I don't think they're using an IAM for their damage, but I couldn't be bothered to work out exactly what they are doing. But what I did find is that there is an "(un)known unknowns" element. So for example, the 11% for +2 is –1.3% –5.7% –11.0%, depending on whether you add in 0, x5 or x10 of the "(un)known unknowns"3. Page 14 notes that a key differentiator of our analysis is to adjust for omitted impact channels and (un)known unknowns, which other models typically do not do. This isn't totally unreasonable: a criticism of IAM damage functions is not including unknown things. However... the massive range (from 1.3% aka really-quite-small to 11.0% aka really-quite-large) should deffo have been called out in the Exec Summary. They justify their range with For policy response, it is important that both public and private sector stakeholders do not underestimate the full loss potential that climate risks pose as though it were a one-way decision: but of course it isn't. There is also policy risk from over-estimation. Quite what the (U)U are, I'm not sure... well, obviously not, they're unknown, but quite how they calculate them. They say Absent quantifiable data and acknowledging the presence of known unknowns and unknown unknowns, we take the cross-country median of the combined elasticity of productivity-linked channels (agricultural, heat stress and human health impacts) as a proxy for the omitted channels, and correct country-specific parameters by adding that composite proxy to the estimated productivity elasticity of a given country but that's gobbledegook to me.
* 7 Teen.
* A project of one's own - Paul Graham.
* Tax Maximizers: Good Greed and Bad Greed by Pierre Lemieux.
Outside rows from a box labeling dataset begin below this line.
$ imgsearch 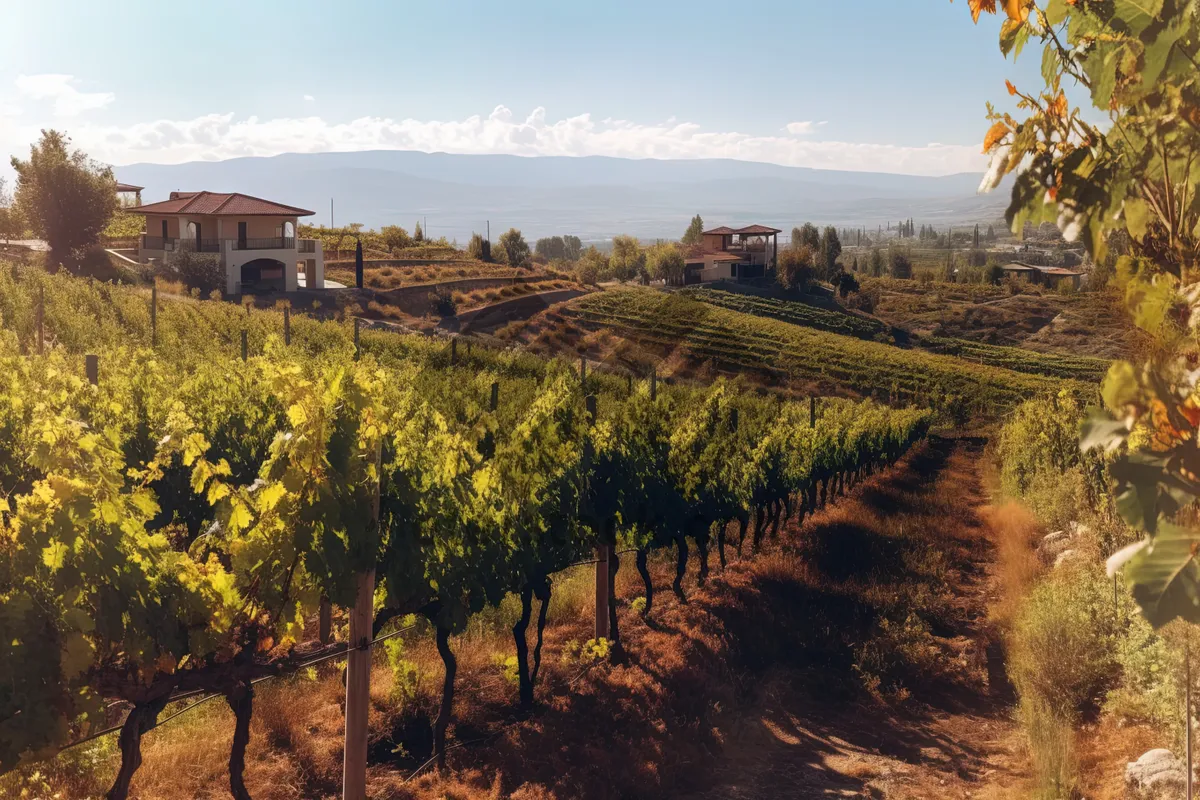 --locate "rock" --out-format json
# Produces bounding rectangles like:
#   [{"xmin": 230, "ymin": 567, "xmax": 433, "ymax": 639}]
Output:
[
  {"xmin": 1126, "ymin": 747, "xmax": 1187, "ymax": 800},
  {"xmin": 1054, "ymin": 549, "xmax": 1079, "ymax": 570}
]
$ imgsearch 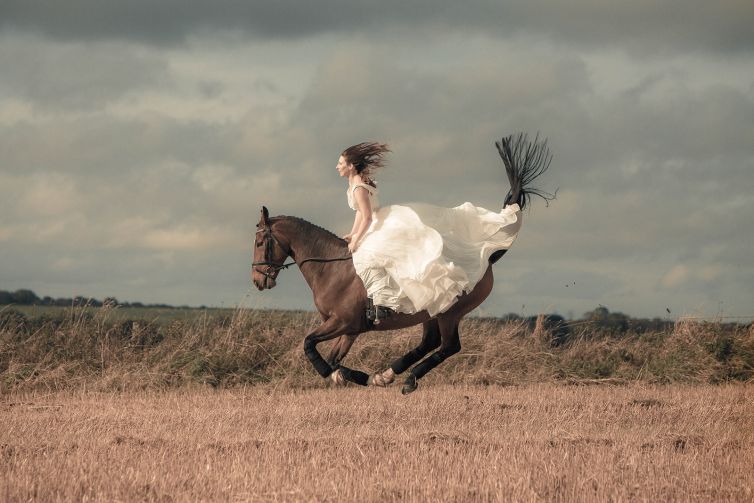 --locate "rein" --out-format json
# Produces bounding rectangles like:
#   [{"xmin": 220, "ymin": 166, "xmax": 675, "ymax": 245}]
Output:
[{"xmin": 251, "ymin": 227, "xmax": 353, "ymax": 279}]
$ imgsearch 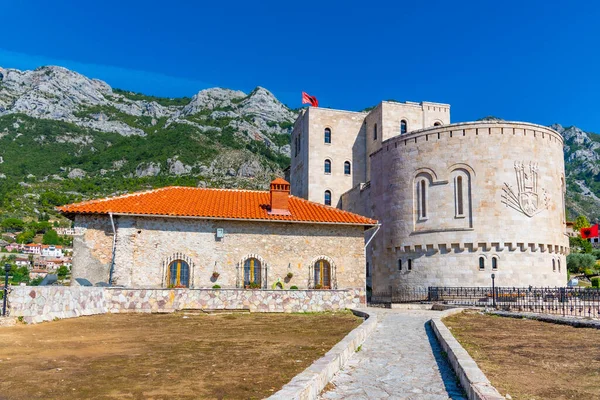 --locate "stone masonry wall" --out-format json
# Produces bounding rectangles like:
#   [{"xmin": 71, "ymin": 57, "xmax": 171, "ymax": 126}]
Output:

* Nikole Hannah-Jones vs the UNC Board of Governors: Academic Freedom for Whom? by Michael Munger
* ProPublica's Bombshell, Bullshit Tax Story: What happens when journalists don't have any friends in finance to challenge their thinking? by Jeremy Arnold via Twatter.
* I Will Not Eat The Bugs - SSC / ACT
2. Timmy also notices this point and writes on it for the - spit - GWPF (safe arch link); I wonder how much they paid him? (I'm presuming they paid him cos otherwise I guess he'd just put it on his blog). But they didn't get much for their money; he expands this one point into an entire article.